Blonde Tea

I wanted the ghostliness of Fall,

the thrill of fresh masks

and hard candy

 

I wanted the romance of arguing,

the depression of school nights

and dim lamp lights

 

I wanted the abuse of painful side affects,

the fascination of my shadow

within a crowd,

the excitement of loneliness

 

I wanted the pleasure of demons,

the euphoria of erotic bonding,

the exhaustion of sadness

 

I wanted the love of parents,

the horror of sour nails,

the joy of intentionally sore skin

 

I wanted the relief of exhaling,

the weakness of flu season,

the peace of floating away

 

I fell asleep on black hair

and woke up inside a blonde tea pot

I was served to the earth unsweetened,

every ounce of me disgusting

 

by Ashlie Allen

 

Ashlie Allen writes fiction and poetry.

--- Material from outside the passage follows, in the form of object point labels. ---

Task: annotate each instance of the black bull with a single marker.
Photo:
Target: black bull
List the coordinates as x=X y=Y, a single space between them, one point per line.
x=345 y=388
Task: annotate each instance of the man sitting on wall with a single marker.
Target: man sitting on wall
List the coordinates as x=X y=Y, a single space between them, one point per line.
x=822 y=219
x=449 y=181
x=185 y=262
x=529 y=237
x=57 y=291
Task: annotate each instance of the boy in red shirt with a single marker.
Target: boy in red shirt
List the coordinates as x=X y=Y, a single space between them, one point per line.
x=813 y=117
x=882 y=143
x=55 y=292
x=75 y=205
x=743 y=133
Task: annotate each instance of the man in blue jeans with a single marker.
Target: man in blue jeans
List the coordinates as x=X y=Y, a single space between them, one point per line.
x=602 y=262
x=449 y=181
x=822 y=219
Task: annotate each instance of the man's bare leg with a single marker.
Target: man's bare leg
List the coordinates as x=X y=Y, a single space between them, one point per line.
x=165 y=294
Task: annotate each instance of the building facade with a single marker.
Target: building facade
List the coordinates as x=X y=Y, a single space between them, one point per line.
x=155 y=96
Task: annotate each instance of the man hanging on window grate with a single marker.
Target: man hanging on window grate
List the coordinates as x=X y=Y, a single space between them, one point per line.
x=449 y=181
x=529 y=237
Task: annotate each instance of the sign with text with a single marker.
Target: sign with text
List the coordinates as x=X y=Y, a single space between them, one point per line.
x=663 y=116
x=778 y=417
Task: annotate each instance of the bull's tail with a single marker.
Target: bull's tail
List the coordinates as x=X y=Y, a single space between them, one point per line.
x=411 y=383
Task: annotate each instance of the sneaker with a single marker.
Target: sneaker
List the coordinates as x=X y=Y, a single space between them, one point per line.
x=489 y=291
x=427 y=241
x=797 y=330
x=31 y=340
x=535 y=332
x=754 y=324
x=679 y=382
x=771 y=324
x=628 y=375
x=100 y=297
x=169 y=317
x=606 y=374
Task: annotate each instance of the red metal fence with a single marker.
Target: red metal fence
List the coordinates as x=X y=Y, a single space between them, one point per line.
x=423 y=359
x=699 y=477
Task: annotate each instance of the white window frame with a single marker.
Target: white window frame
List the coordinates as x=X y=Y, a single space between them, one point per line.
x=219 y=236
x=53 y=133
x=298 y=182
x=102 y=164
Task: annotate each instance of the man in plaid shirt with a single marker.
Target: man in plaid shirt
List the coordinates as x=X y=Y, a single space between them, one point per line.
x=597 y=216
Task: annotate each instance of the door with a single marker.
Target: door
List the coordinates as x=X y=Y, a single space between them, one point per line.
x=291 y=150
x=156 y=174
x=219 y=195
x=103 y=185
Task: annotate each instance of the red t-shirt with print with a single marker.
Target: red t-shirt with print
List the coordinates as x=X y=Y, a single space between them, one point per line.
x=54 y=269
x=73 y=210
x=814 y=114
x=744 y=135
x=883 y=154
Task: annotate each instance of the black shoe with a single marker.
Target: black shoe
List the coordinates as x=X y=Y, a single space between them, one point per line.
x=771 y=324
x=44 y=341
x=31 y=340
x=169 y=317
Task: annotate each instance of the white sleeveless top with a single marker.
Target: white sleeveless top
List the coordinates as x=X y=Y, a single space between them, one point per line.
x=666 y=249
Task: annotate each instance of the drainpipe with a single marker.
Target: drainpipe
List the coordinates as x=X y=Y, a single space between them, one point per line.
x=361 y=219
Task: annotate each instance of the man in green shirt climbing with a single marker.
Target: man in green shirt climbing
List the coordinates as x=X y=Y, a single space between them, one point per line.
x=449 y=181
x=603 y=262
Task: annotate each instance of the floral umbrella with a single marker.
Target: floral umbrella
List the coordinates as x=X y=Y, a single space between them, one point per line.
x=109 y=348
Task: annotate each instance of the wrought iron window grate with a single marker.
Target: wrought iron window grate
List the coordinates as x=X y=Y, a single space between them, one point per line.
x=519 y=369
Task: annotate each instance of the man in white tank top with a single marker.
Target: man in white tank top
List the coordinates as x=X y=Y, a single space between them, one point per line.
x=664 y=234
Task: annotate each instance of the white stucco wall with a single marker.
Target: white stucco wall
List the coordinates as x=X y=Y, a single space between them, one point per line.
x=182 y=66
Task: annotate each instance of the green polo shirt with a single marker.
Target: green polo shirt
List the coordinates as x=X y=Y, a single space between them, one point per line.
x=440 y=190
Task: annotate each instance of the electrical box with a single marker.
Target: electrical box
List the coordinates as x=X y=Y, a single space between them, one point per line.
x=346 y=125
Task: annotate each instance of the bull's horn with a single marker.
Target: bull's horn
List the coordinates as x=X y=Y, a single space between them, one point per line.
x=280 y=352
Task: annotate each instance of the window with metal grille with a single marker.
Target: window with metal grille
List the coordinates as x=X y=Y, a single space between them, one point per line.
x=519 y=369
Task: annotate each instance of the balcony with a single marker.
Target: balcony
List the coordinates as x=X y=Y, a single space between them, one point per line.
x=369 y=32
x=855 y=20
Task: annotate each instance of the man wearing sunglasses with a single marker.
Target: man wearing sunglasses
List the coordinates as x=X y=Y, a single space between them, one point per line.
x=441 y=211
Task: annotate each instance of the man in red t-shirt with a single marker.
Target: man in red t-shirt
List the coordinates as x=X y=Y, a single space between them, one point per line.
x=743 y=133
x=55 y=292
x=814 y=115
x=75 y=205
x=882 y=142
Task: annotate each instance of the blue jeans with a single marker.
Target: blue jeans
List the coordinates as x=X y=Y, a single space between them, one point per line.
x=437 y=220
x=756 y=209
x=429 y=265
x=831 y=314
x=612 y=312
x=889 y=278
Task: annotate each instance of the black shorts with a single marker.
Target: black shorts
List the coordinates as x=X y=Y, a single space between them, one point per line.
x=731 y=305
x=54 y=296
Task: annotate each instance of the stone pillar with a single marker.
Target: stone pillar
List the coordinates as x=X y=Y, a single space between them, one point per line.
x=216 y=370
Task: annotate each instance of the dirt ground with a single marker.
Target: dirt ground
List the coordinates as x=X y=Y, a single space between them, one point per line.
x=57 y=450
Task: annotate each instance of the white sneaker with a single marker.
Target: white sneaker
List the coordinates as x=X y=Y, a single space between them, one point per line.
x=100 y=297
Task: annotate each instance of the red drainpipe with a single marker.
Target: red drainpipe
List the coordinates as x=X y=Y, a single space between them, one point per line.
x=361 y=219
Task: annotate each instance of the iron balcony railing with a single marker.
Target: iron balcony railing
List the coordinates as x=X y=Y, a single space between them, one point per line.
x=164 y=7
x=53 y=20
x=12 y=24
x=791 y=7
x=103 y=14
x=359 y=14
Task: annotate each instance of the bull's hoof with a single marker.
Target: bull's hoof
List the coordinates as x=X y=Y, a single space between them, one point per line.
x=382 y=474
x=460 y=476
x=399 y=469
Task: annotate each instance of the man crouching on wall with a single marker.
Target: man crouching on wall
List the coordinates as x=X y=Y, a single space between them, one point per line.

She is also a photographer. Her work has appeared in the Tipton Poetry Journal, Gone Lawn, Spelk and others. She loves the Victorian era.

 

Moving Home

And down the road I look

at Winchester on the Severn, the setting

star glaring amber as ochre-sweet

 

honey spoils with jaundiced age

in November.  I stand on the hill

quietly knowing my life

 

will be unusual, different from how

(and now) it was then.  Déjà vu―

my wood-shingled boyhood

 

home, the mint patch and Pines Park,

ghosts of the elm trees which met

overhead when Rt. 2 was B&A.

 

When dusk enfolds the arbor, mourning

doves sense the mist thinning.  No

significance or scaffold in mind:

 

just a fouling wood and winter

looming in labor, heaped on planks

of limp, listless light.

 

by Zane Anthony

 

Zane is a senior at Middlebury College, studying architecture and biology. Zane’s writing has appeared in The New Yorker, The Star Democrat, Middlebury Magazine, Sweatervest, and Zenith Magazine, and is forthcoming in other journals.

 

Immediate Undertaking

a promise and a secret

written in stone

 

clutched like a dying heart

 

a life untethered

in the loveless ether

 

neither held

nor hoped for

 

too painful to remember

too impossible to forget

 

an anomaly of dark matter

gone supernova

 

between the rock of truth

and the hard place of hurt

 

nerves exposed in stars’ ignition

transmissions muted

 

space at a standstill

 

for it is

both now…

 

and never again.

 

by Edward Canavan

 

Edward L. Canavan (January 19, 1971 – ) is an American poet whose work has been published in such underground and revolutionary journals as Bleeding Hearts, Vice and Verse, Eagle’s Flight, and Oxford Comma. He currently resides in a small room by the freeway in North Hollywood, Ca.